Roughly one month passed by sofar and on the contrary- time is not flying by, the days are like chewinggum, they seem to get longer all the time.
Actually, that should not come as a surprise. Guys like Rongside and myself have been liaised to this "club" since 2000- i.e. over 15 years, of which -for me- about 11 years have been rather intensively dedicated to following the science also. All that, might come to a crashing halt in Q3 and I- and surely many others- will pack it in than, when Scleroderma data are not as expected. If they are- (which I strongly believe) - a whole new era for the Company and the science will start.
Anyway- one can take it all in a positive way, since I think CCT is rather holistic and it brought me as a former pill-popper, on the track of Naturopathy, which replaced my quest for SC knowledge the past 2-3 years.

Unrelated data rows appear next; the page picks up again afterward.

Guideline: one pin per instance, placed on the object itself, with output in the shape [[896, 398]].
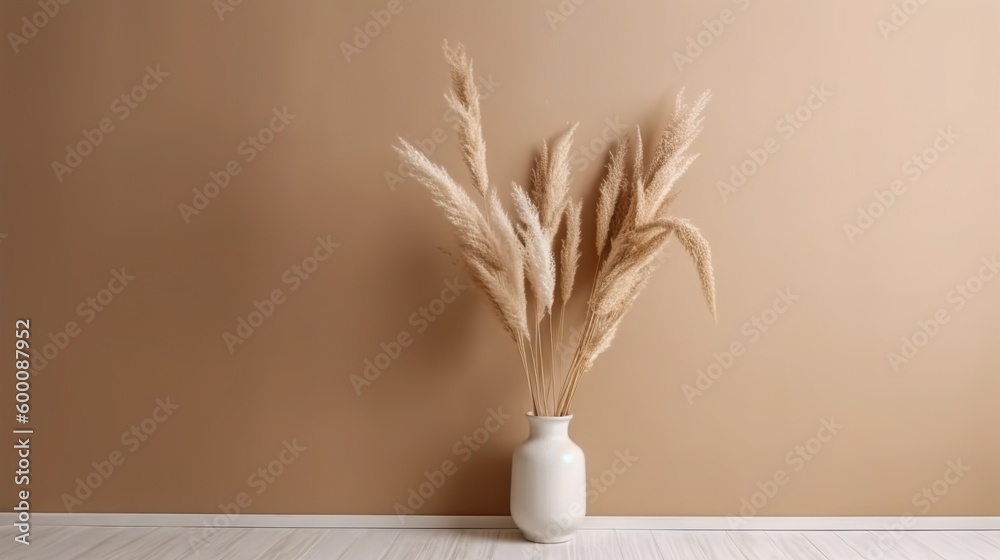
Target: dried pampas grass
[[505, 258]]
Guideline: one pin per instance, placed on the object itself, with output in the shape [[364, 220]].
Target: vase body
[[548, 486]]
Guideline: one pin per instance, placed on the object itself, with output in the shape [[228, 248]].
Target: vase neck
[[548, 426]]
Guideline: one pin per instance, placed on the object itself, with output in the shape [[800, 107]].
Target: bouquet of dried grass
[[520, 265]]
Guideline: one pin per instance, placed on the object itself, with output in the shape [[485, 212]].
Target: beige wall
[[825, 358]]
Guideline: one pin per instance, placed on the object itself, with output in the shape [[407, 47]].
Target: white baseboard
[[872, 523]]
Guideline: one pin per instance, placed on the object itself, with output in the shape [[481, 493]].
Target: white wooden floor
[[101, 543]]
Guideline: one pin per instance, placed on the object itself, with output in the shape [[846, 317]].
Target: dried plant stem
[[527, 376]]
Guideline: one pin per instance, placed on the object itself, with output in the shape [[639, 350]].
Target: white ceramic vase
[[548, 481]]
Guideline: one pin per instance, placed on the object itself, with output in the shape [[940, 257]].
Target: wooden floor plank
[[638, 545], [440, 544], [112, 541], [511, 545], [42, 539], [868, 544], [334, 542], [678, 545], [989, 536], [177, 543], [832, 546], [595, 544], [795, 545], [238, 543], [717, 544], [755, 545], [942, 546], [371, 544], [408, 544], [475, 544], [294, 545], [977, 546]]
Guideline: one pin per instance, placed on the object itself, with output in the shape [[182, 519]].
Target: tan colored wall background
[[324, 174]]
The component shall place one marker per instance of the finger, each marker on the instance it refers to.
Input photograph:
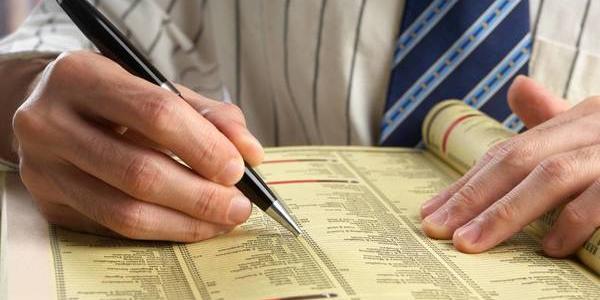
(554, 181)
(129, 217)
(433, 204)
(512, 162)
(533, 103)
(576, 223)
(153, 177)
(229, 119)
(168, 121)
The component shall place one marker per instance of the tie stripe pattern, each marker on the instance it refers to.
(455, 49)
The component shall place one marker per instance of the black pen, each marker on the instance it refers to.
(114, 45)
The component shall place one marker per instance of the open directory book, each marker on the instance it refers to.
(359, 209)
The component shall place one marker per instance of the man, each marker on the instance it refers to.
(303, 72)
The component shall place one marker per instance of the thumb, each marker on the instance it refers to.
(533, 103)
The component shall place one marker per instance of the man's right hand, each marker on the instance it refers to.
(92, 143)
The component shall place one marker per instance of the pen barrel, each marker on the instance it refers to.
(253, 187)
(109, 40)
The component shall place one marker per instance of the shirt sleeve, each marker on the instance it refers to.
(6, 166)
(47, 29)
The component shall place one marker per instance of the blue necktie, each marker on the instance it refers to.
(469, 50)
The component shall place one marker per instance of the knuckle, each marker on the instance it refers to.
(205, 201)
(555, 170)
(160, 113)
(141, 175)
(210, 148)
(128, 220)
(593, 101)
(466, 197)
(516, 157)
(573, 214)
(198, 232)
(67, 64)
(27, 123)
(232, 109)
(505, 212)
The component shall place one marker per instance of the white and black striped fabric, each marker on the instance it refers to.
(306, 71)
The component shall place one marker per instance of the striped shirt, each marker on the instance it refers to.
(305, 71)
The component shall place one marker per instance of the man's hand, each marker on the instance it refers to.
(92, 143)
(557, 161)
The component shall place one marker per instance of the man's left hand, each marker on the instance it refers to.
(555, 162)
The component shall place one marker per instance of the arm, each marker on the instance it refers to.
(19, 74)
(86, 173)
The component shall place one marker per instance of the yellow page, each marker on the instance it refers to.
(461, 135)
(358, 208)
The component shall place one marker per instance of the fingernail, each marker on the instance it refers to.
(239, 210)
(553, 243)
(470, 233)
(438, 218)
(232, 172)
(427, 207)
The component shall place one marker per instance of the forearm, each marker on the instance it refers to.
(18, 74)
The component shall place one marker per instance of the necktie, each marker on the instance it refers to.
(469, 50)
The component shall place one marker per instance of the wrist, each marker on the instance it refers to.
(20, 74)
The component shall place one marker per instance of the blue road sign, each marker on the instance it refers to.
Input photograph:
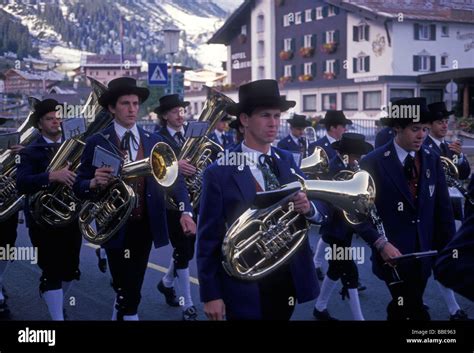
(157, 74)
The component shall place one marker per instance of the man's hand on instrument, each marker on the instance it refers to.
(215, 309)
(187, 224)
(186, 168)
(63, 176)
(103, 176)
(301, 203)
(388, 252)
(455, 147)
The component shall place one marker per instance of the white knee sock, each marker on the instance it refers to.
(319, 253)
(354, 303)
(184, 288)
(3, 267)
(168, 278)
(326, 290)
(449, 299)
(54, 300)
(131, 317)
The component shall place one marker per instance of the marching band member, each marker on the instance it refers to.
(436, 143)
(335, 123)
(414, 207)
(171, 114)
(58, 248)
(228, 190)
(296, 142)
(128, 253)
(219, 134)
(338, 233)
(7, 239)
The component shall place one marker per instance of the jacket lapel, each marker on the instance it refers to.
(394, 170)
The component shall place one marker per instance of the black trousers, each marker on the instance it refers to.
(277, 295)
(183, 245)
(8, 230)
(345, 270)
(58, 254)
(407, 296)
(128, 265)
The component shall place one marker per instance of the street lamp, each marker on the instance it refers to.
(171, 38)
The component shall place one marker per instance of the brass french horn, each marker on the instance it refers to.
(265, 237)
(101, 219)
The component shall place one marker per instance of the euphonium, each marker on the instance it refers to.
(99, 220)
(452, 178)
(202, 151)
(264, 238)
(10, 201)
(58, 206)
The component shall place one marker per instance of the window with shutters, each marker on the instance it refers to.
(372, 100)
(309, 102)
(330, 37)
(319, 13)
(298, 18)
(330, 66)
(350, 101)
(444, 60)
(329, 101)
(260, 23)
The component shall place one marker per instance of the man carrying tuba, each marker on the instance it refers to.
(228, 190)
(128, 250)
(58, 247)
(171, 115)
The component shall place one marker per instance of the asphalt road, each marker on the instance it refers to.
(92, 297)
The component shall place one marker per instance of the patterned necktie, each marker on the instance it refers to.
(444, 149)
(302, 143)
(178, 136)
(269, 171)
(128, 140)
(410, 168)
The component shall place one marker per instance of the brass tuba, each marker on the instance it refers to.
(452, 178)
(58, 206)
(100, 220)
(10, 201)
(265, 237)
(202, 151)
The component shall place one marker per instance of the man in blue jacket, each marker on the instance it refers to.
(229, 190)
(296, 142)
(128, 253)
(58, 247)
(413, 203)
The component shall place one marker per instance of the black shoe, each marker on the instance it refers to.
(323, 315)
(190, 314)
(102, 263)
(459, 315)
(169, 293)
(319, 273)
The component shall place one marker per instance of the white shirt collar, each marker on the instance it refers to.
(438, 142)
(295, 139)
(172, 132)
(330, 138)
(120, 131)
(51, 141)
(402, 153)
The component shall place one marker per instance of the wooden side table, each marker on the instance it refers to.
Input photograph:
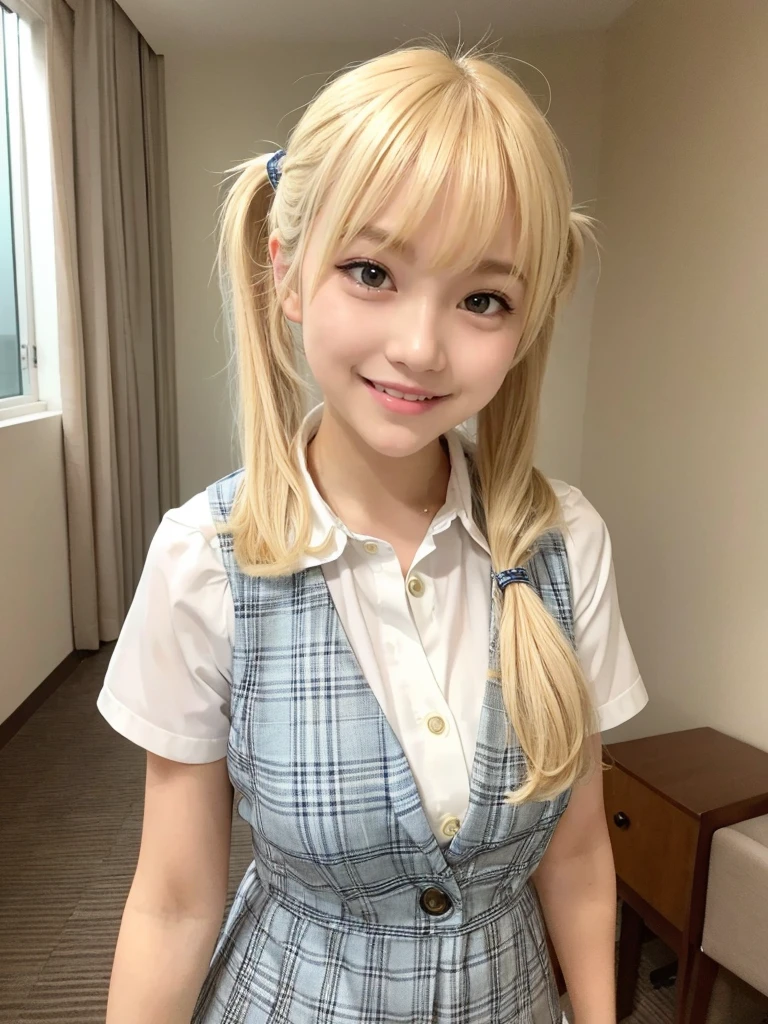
(665, 797)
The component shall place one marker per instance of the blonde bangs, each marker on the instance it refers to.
(443, 140)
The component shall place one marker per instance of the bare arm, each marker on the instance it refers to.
(576, 882)
(174, 909)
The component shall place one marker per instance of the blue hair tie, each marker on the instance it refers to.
(506, 577)
(274, 167)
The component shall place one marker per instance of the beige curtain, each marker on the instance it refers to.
(115, 303)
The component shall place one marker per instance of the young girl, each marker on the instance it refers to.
(397, 646)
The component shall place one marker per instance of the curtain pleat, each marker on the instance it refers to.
(115, 295)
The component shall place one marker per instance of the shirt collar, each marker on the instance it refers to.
(326, 523)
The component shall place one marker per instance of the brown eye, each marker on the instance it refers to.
(480, 301)
(371, 274)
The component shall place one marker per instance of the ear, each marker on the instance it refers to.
(291, 301)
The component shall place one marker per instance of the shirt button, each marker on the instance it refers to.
(435, 902)
(415, 587)
(451, 825)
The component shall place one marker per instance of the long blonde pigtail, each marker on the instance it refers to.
(270, 389)
(543, 685)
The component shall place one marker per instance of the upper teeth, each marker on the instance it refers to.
(399, 394)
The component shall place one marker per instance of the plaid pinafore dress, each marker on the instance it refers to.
(351, 912)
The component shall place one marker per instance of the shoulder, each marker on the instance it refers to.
(580, 516)
(586, 535)
(184, 557)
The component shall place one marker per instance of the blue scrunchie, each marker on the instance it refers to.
(274, 167)
(506, 577)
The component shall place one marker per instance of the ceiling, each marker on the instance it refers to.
(171, 26)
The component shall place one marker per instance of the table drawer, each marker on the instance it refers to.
(654, 844)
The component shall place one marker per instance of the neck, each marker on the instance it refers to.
(363, 486)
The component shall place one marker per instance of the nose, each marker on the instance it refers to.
(416, 341)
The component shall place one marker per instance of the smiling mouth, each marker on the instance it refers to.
(404, 395)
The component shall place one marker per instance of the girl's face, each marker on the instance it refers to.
(402, 352)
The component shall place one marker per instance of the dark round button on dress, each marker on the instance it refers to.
(435, 902)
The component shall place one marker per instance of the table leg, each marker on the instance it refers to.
(702, 974)
(630, 945)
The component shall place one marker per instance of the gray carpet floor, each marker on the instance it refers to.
(70, 826)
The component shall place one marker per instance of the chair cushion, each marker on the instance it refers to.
(735, 932)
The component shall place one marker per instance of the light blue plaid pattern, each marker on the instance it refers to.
(327, 926)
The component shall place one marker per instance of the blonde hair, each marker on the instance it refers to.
(433, 117)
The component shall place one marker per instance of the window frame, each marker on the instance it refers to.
(29, 400)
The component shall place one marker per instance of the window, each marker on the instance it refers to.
(17, 351)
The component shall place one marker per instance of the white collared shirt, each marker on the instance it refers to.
(422, 641)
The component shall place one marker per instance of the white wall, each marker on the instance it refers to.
(224, 107)
(35, 606)
(677, 414)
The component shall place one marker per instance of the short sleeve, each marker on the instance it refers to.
(167, 685)
(601, 641)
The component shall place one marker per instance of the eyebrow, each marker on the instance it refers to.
(404, 248)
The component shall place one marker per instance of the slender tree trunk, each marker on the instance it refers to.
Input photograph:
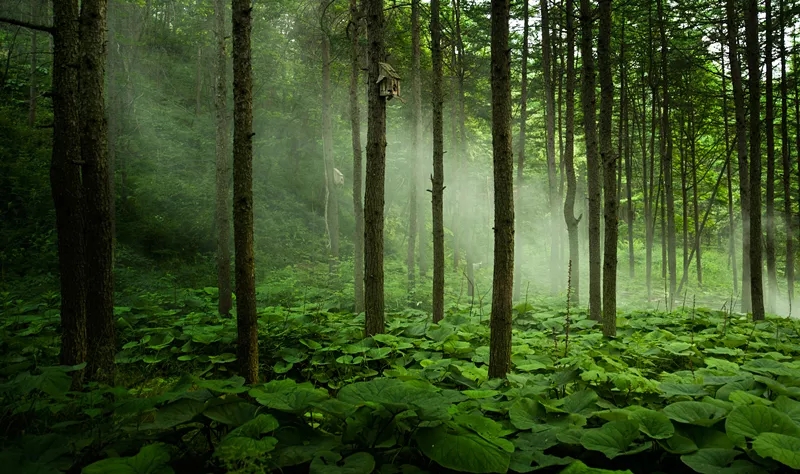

Quite a change for that pill-popper yes, who´s wonderful elderly female practioner in 2005 measured serum levels for me on her own budget to help me, but idiotic me, refused to take her recommended B vitamins, since I believed my pills, statins, beta-blockers and a lot more of that junk, should do the job. The results were MI, cancer and insulin resistance i.e. type 2. Life is strange- now I am probably healthier- at 68 soon- than I was at 45. Strange how life plays out.
Anyway- I wrote this as Intro to this thread- I will simply add small- not really important things to this Biding the Time topic- just to keep busy a bit and trying to escape the chewing-gum.
I have a bookmarks folder filled with links with all kind of different stuff- they will appear here- one every day, just so we pass the time until D-Day.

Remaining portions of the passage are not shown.